I then watched a motion picture on DVD entitled Zotz, a film by William Castle. It’s a weird little movie – Castle directed a few comedies, none of which are particularly funny, but this one is amiable and was designed for kids and it moves right along. Tom Poston is fun as the leading character, a professor who comes into possession of an ancient stone that enables him to cause great pain to people by simply pointing at them, causes their motor functions to go askance by saying “Zotz” or by pointing AND saying “Zotz” he can actually kill. And any film that has Fred Clark, Cecil Kellaway, and Jim Backus, is fine by me. And a cameo by Tom Poston’s Steve Allen sidekick, Louis Nye. Transfer was fine.

I finished viewing around nine and just kept dozing on and off. Then it was too late to return a couple of calls I’d gotten (I hadn’t actually heard the phone when the calls came in, probably because I was snoozing like so much fish), so I took a hot shower and that was my day and that was my evening.
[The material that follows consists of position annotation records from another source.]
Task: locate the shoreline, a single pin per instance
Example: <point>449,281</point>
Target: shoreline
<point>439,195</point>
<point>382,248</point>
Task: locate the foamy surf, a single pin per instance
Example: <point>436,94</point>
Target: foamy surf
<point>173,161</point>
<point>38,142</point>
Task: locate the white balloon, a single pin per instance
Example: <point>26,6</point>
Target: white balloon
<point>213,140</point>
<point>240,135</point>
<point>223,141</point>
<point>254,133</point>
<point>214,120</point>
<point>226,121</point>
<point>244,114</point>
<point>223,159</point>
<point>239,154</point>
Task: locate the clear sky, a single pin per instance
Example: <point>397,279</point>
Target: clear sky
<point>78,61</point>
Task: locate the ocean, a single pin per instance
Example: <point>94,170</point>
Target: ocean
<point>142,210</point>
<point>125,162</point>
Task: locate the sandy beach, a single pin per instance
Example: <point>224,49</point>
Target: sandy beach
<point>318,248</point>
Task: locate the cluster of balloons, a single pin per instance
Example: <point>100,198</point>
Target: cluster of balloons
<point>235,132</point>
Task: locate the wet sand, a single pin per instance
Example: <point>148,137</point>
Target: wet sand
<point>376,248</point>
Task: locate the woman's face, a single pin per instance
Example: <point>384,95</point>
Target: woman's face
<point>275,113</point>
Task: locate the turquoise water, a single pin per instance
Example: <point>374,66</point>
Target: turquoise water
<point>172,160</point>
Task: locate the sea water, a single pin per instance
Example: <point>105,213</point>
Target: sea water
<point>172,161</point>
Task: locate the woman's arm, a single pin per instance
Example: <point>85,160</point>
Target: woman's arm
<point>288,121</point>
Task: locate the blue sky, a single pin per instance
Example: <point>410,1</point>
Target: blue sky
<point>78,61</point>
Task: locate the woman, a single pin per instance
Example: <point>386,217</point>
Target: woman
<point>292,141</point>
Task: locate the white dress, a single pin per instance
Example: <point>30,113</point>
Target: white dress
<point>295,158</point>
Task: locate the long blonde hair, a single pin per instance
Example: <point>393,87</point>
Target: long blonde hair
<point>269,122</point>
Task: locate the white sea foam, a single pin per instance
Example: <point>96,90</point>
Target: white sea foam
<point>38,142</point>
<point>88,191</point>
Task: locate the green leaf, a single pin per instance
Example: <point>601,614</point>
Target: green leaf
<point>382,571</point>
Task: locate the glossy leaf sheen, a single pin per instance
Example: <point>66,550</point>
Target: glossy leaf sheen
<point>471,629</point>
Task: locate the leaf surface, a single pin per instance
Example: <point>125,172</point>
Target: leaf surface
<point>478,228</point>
Well, let’s all click on the Unseemly Button below, shall we, whilst we all get up and do the Soupy Shuffle.

My goodness, that was a rather long first section, wasn’t it? Therefore, I will keep this section both short and sweet and sweet and short. Today I will definitely do some sort of jog, then I’ll be meeting my friend Lauren Rubin at the West Hollywood Hugo’s – I haven’t seen her in almost nine months, so it will be nice to play catch up or, at the very least, to play ketchup. After that, I have a work session with the lyricist of the long musical.

Tomorrow, she of the Evil Eye will be here and we will hopefully solve the mystery of the disappearing sleeping shorts. There are several options for the evening, and I’m not sure which will end up happening.

Sunday, we have a LACCTAA meeting, and I may have a dinner get-together to go to – not sure about the latter, but we shall see what we shall see.

Well, dear readers, I must take the day, I must do the things I do, I must, for example, do the long jog, I must lunch with Lauren, I must have a work session, and I must do some errands and whatnot. Today’s topic of discussion: It’s Friday – what is currently in your DVD/video player, and your CD player? I’ll start – DVD, in the bedroom player William Castle’s Homicidal, in the Blu and Ray player, Ghostbusters. CD, Jerry Goldsmith’s score for Seconds, and some great Japanese imports of some great Andre Previn albums from his Columbia days. Your turn. Let’s have loads of lovely postings, shall we, as we bid a fond farewell to White Fang and Black Tooth and bleh-oh, bleh-oh, bleh-oh, and the Soupy Shuffle.